Back in October we told you that your drugs prescription could get you arrested for drug driving. Now the Government has released its recommended limits for 16 different drugs that it feels may contribute to accidents on the road – all tested (but maybe not tried) following 2 government consultations. All of this, of course, moves the law closer to developing a drug driving limit.

On the list of the 16 different drugs are 8 illicit ones and 8 that are generally available via prescription, and these limits will be added into new regulations that will come in to force in the autumn.

Road Safety Minister Robert Goodwill said: “The results of the consultation is sending the strongest possible message that you cannot take illegal drugs and drive.

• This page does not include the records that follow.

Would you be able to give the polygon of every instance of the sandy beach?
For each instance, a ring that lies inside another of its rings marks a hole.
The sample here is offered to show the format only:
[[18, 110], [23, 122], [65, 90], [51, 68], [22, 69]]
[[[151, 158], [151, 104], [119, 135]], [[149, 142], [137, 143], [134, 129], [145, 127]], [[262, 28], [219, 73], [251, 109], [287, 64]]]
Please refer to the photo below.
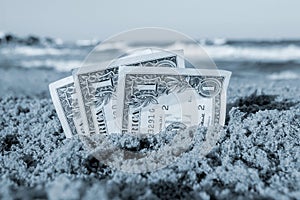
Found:
[[300, 83], [233, 72], [228, 116], [204, 158], [144, 174], [110, 169], [66, 139], [48, 84], [66, 73], [0, 68], [1, 199], [299, 199]]
[[299, 0], [0, 6], [0, 200], [300, 200]]

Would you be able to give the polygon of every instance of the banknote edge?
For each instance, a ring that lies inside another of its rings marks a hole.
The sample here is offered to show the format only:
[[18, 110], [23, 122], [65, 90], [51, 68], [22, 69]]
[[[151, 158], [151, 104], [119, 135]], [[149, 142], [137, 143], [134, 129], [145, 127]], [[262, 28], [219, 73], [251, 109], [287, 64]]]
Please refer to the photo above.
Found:
[[67, 138], [71, 138], [73, 136], [73, 133], [72, 133], [69, 123], [66, 119], [62, 104], [59, 100], [57, 88], [62, 87], [64, 85], [71, 84], [73, 82], [74, 82], [73, 77], [68, 76], [66, 78], [60, 79], [58, 81], [55, 81], [55, 82], [49, 84], [50, 96], [51, 96], [54, 108], [56, 110], [58, 119], [61, 122], [62, 128], [63, 128], [65, 136]]

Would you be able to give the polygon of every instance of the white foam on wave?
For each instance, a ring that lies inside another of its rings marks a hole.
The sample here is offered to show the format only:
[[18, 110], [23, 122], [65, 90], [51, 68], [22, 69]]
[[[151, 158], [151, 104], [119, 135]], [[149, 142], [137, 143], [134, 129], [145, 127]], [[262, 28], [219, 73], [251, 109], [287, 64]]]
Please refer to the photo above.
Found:
[[297, 74], [292, 71], [283, 71], [279, 73], [273, 73], [268, 75], [268, 78], [271, 80], [291, 80], [291, 79], [300, 79], [300, 74]]
[[119, 49], [122, 51], [126, 51], [128, 48], [129, 46], [126, 42], [104, 42], [104, 43], [100, 43], [100, 45], [97, 45], [94, 50], [106, 51], [112, 49]]
[[226, 44], [227, 40], [225, 38], [215, 38], [212, 40], [214, 45], [224, 45]]
[[[184, 49], [187, 57], [199, 56], [201, 48], [214, 60], [228, 61], [300, 61], [300, 47], [296, 45], [272, 46], [272, 47], [243, 47], [226, 45], [225, 39], [215, 39], [215, 45], [198, 45], [177, 42], [168, 46], [168, 49]], [[97, 40], [77, 41], [79, 46], [93, 46]], [[225, 44], [225, 45], [224, 45]], [[95, 51], [122, 50], [126, 52], [131, 49], [126, 42], [103, 43], [96, 46]], [[1, 49], [3, 54], [43, 56], [43, 55], [82, 55], [81, 49], [53, 48], [53, 47], [31, 47], [16, 46], [14, 48]]]
[[77, 40], [76, 45], [78, 46], [95, 46], [99, 43], [99, 40], [93, 39], [93, 40]]
[[52, 47], [30, 47], [17, 46], [14, 48], [1, 49], [2, 54], [6, 55], [24, 55], [24, 56], [58, 56], [58, 55], [74, 55], [82, 54], [81, 50], [76, 49], [56, 49]]
[[50, 67], [58, 71], [70, 71], [72, 69], [80, 67], [82, 61], [79, 60], [31, 60], [31, 61], [21, 61], [20, 65], [27, 68], [33, 67]]
[[212, 59], [228, 61], [291, 61], [300, 60], [300, 47], [241, 47], [230, 45], [197, 45], [177, 42], [168, 48], [184, 49], [190, 57], [199, 56], [203, 49]]
[[300, 48], [294, 45], [286, 47], [205, 47], [208, 55], [214, 59], [257, 60], [257, 61], [290, 61], [300, 60]]
[[[3, 33], [4, 34], [4, 33]], [[1, 37], [1, 32], [0, 32]], [[97, 40], [79, 40], [74, 44], [61, 46], [61, 48], [55, 48], [51, 45], [49, 46], [3, 46], [0, 47], [1, 54], [9, 59], [23, 59], [23, 57], [29, 57], [31, 61], [22, 61], [22, 65], [25, 67], [39, 67], [48, 66], [54, 67], [57, 70], [66, 71], [75, 66], [80, 66], [78, 63], [79, 59], [83, 59], [84, 56], [88, 55], [87, 48], [80, 48], [83, 46], [93, 46], [99, 41]], [[63, 44], [62, 40], [57, 39], [56, 44]], [[73, 46], [72, 46], [73, 45]], [[145, 45], [147, 46], [147, 45]], [[73, 48], [74, 47], [74, 48]], [[102, 53], [110, 54], [109, 50], [120, 50], [126, 53], [129, 50], [137, 49], [138, 46], [129, 46], [125, 41], [119, 42], [104, 42], [95, 47], [95, 51], [99, 51], [99, 55]], [[208, 43], [206, 40], [199, 41], [197, 43], [190, 42], [176, 42], [167, 47], [169, 50], [183, 49], [184, 55], [187, 59], [193, 58], [199, 59], [203, 56], [203, 52], [207, 53], [215, 61], [249, 61], [249, 62], [300, 62], [300, 46], [297, 45], [271, 45], [271, 46], [238, 46], [227, 44], [226, 39], [219, 38], [210, 40]], [[204, 54], [205, 55], [205, 54]], [[42, 61], [41, 58], [35, 58], [38, 56], [44, 56], [46, 60]], [[48, 57], [49, 56], [49, 57]], [[76, 61], [58, 61], [64, 58], [67, 59], [77, 59]], [[65, 57], [64, 57], [65, 56]], [[105, 55], [107, 57], [107, 55]], [[72, 58], [71, 58], [72, 57]], [[104, 56], [103, 56], [104, 57]], [[32, 60], [35, 59], [35, 60]], [[28, 60], [28, 59], [27, 59]], [[291, 74], [280, 74], [270, 76], [271, 79], [279, 78], [293, 78], [295, 75]]]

This new offence will make our roads safer for everyone by making it easier for the police to tackle those who drive after taking illegal drugs. It will also clarify the limits for those who take medication.”

The Government has worked with many medical offices to determine both drugs and usage limits when it comes to drug drivingIn effect these new rules mean that it will be an offence to be over the generally prescribed limits for each drug when driving a vehicle, just as it is with drink driving; and the Government are looking to get these limits passed through Parliament as soon as possible so that drug driving with these drugs will become an offence later this year.

Expert advice on these drugs has been taken with a medical panel setting both the actual drugs and the limits on them, and even looked at a zero tolerance level that some groups had called for – but drugs taken for medical reasons stopped this idea as they can be absorbed in the body to produce trace effects.

It is also important to recognise that different drugs are broken down at different speeds and that is reflected in the disparities between the limits.

Here are those limits, broken down into illicit drugs and prescription ones:

Illicit drugs

  • Benzoylecgonine, 50 µg/L (Slang names: Benzos, Downers, Tanks, Roofie and Roach)
  • Cocaine, 10 µg/L
  • Delta–9–Tetrahydrocannabinol 2 µg/L (Better known as Cannabis and Cannabinol)
  • Ketamine, 20 µg/L
  • Lysergic Acid Diethylamide (LSD), 1 µg/L
  • Methylamphetamine - 10 µg/L (Slang names: Speed, Beans, Pep Pills, Bennies, Gagger, Poppers, Uppers, Dexes, Black Beauties and Hyper Pills)
  • Methylenedioxymethaphetamine - 10 µg/L (Better known as MDMA and Ecstacy)
  • 6-Monoacetylmorphine (6-MAM – Heroin and Morphine), 5 µg/L

Generally prescription drugs

  • Clonazepam, 50 µg/L
  • Diazepam, 550 µg/L
  • Flunitrazepam, 300 µg/L
  • Lorazepam, 100 µg/L
  • Methadone, 500 µg/L
  • Morphine, 80 µg/L
  • Oxazepam, 300 µg/L
  • Temazepam, 1000 µg/L

The Government will be re-looking at all limits once the levels have been set, working closely with the medical profession to make sure that  healthcare professionals and patients are kept well informed about the new drug driving offence, and are also planning a drug driving campaign to make sure everyone that drives knows about the new changes to the law.

The Governments move was praised by the IAM director of policy and research Neil Greig who said: "The IAM is pleased that the government is moving significantly closer to finalising the process of setting limits for drugs and driving.  Now that the consultation process is almost over and the correct limits have been agreed for each drug the police can finally get on with actually catching those who risk their own and others lives by driving under the influence of chemical substances."